L’argomento è approfondito storicamente da Federico Barbierato, professore associato di Storie Moderne presso l’Università di Verona. Sebbene il silenzio sul tema e i numerosi tentativi di censura da parte della Chiesa, a partire dal XIV secolo gli esorcisti hanno svolto il proprio mestiere all’interno della società: la possessione dopotutto non è mai stata prerogativa esclusiva dell’ambiente cristiano, difatti consiste in un concetto alquanto presente in quasi tutte le culture. L’intervento è proseguito con alcuni esempi di possessione tra il Settecento e l’Ottocento. Indipendentemente dall’esito degli avvenimenti, con l’esemplificazione si dimostra che l’argomento sia un meccanismo che chiama in causa tante questioni complesse.

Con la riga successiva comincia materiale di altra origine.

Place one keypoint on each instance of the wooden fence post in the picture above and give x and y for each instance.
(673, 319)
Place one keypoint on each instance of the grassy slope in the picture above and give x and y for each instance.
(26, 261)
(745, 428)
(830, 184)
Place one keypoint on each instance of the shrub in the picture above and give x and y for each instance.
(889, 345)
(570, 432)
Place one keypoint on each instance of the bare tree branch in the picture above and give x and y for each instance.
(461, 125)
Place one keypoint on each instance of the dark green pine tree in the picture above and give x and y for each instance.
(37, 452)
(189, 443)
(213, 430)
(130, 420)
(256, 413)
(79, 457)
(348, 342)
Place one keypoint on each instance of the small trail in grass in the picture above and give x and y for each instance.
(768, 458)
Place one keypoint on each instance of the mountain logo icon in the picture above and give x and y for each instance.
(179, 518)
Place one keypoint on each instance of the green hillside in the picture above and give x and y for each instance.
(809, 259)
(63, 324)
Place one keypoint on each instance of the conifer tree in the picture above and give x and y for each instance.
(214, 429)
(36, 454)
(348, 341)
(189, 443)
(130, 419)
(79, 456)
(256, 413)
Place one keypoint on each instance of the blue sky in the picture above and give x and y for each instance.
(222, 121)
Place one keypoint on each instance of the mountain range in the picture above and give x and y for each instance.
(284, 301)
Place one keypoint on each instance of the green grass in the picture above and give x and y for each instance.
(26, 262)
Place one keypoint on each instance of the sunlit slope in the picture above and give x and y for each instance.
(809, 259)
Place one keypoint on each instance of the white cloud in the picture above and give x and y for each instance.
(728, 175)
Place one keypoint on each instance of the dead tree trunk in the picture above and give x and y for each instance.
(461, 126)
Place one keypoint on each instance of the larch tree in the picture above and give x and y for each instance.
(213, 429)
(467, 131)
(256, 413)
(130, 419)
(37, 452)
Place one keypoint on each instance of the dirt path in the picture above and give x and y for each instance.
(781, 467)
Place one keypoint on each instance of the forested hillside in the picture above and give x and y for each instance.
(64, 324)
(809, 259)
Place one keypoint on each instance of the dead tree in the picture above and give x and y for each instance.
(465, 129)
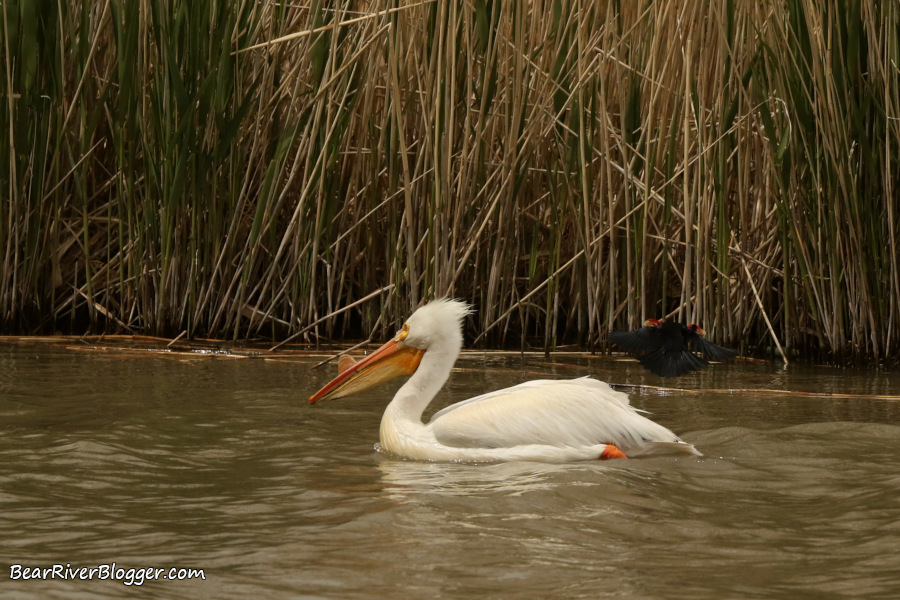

Barbierato ha tuttavia concluso che il problema è la sofferenza degli individui: da questa dovremmo ripartire nel momento in cui trattiamo questo tipo di fenomeni.

 

L’incontro è terminato con la presa di parola di Monsignor Silvio Zonin, docente di Teologia liturgica dell’Istituto Superiore di Scienze Religiose di Verona, e ministro della consolazione. Il suo atteso contributo ha portato alla conoscenza di un caso particolarmente impegnativo e serio, così come definito dall’ospite: a metà 2018 venne a conoscenza di una ragazza estera la cui condizione non si considerava patologica. Attraverso alcuni messaggi, l’allora ventitreenne scrisse di avere consegnato liberamente la vita al Lato oscuro in età adolescenziale, secondo un rito trovato in Internet: implicitamente, Zonin comprese che alla base di quanto appreso si trovava un problema esistenziale profondo, una voragine affettiva causata da abusi e umiliazioni, che hanno portato la giovane a perdere la propria identità, non riconoscendo chi fosse.

 

La segnata voce narrante si è tranquillizzata nel ricordo di un dettaglio durante l’esorcismo: la ragazza gli fece un sorriso, indice che qualcosa stava effettivamente cambiando. Segno che entrambe iniziavano a vedere una via d’uscita e una speranza: quella che, credenti o meno, muove il percorso di ogni individuo.